Nasiriyah, October 20: Two southern Iraqi provinces will shut their nearly 2,500 schools this week in a bid to combat swine flu, officials said on Tuesday.
The mass closures in Dhi Qar and Wassit provinces, due to start on Wednesday and Thursday respectively, are Iraq’s first since the A(H1N1) virus was first reported in Mexico in April.
Universities, however, will remain open in both provinces.
“We took the decision to close the schools because we are afraid for the health of our students,” Dhi Qar’s environmental director Raji Naeema said.
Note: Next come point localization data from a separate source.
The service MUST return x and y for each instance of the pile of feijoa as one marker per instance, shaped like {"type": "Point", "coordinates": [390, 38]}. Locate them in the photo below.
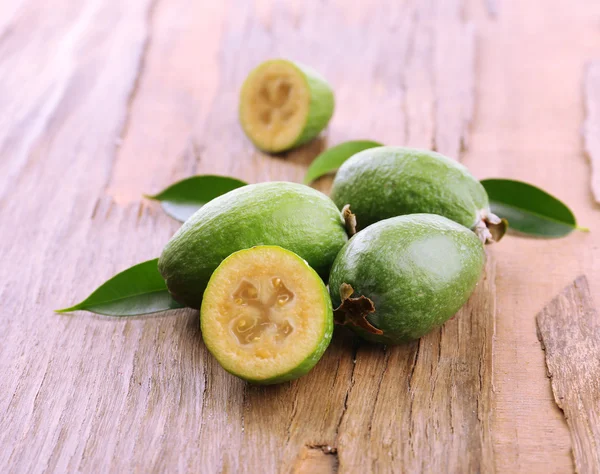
{"type": "Point", "coordinates": [257, 260]}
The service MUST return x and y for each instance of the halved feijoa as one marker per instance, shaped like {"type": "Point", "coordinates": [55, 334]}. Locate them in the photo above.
{"type": "Point", "coordinates": [284, 104]}
{"type": "Point", "coordinates": [266, 315]}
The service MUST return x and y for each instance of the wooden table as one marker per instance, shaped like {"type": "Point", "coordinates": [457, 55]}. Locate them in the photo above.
{"type": "Point", "coordinates": [101, 101]}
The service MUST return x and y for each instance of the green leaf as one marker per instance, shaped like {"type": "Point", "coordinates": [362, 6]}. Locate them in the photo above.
{"type": "Point", "coordinates": [330, 160]}
{"type": "Point", "coordinates": [529, 209]}
{"type": "Point", "coordinates": [137, 290]}
{"type": "Point", "coordinates": [182, 199]}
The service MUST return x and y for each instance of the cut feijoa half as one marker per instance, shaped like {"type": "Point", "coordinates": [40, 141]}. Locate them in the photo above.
{"type": "Point", "coordinates": [284, 104]}
{"type": "Point", "coordinates": [266, 315]}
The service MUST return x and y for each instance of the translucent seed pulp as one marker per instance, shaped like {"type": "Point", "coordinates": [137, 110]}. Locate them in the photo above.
{"type": "Point", "coordinates": [274, 102]}
{"type": "Point", "coordinates": [261, 314]}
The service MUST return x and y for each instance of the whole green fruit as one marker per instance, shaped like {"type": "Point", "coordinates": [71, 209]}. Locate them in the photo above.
{"type": "Point", "coordinates": [398, 279]}
{"type": "Point", "coordinates": [384, 182]}
{"type": "Point", "coordinates": [290, 215]}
“School bathrooms are dirty, drinking water is not clean and the classes are so crowded.”
In all, 1,477 schools will be closed in Dhi Qar for 10 days, beginning Thursday, affecting around 393,000 pupils.
Dhi Qar’s health chief Hadi Badr al-Rayahi said a 22-year-old man had been diagnosed with the virus and was being treated in Al-Refaie hospital, 90 kilometres (55 miles) north of the provincial capital Nasiriyah.
In Wassit province, some 980 schools will be shut from Wednesday for five days after several students at one of the province’s schools were diagnosed with A(H1N1).
“The decision was taken to prevent a spread of influenza and an increase in the number of cases,” Sunduz Faisal, a senior Wassit official, said.
Provincial health chief Maher Gaanem Murad confirmed “31 cases at a secondary school in the al-Hai district.”
The A(H1N1) virus has killed at least 4,735 people since it was first reported in April in Mexico, according to a WHO tally. Most deaths have occurred in the Americas, where 3,406 have been reported.
In total, Iraq has seen 472 cases, the majority in US troops stationed in the country, health services director Isan Jaffar said on Monday.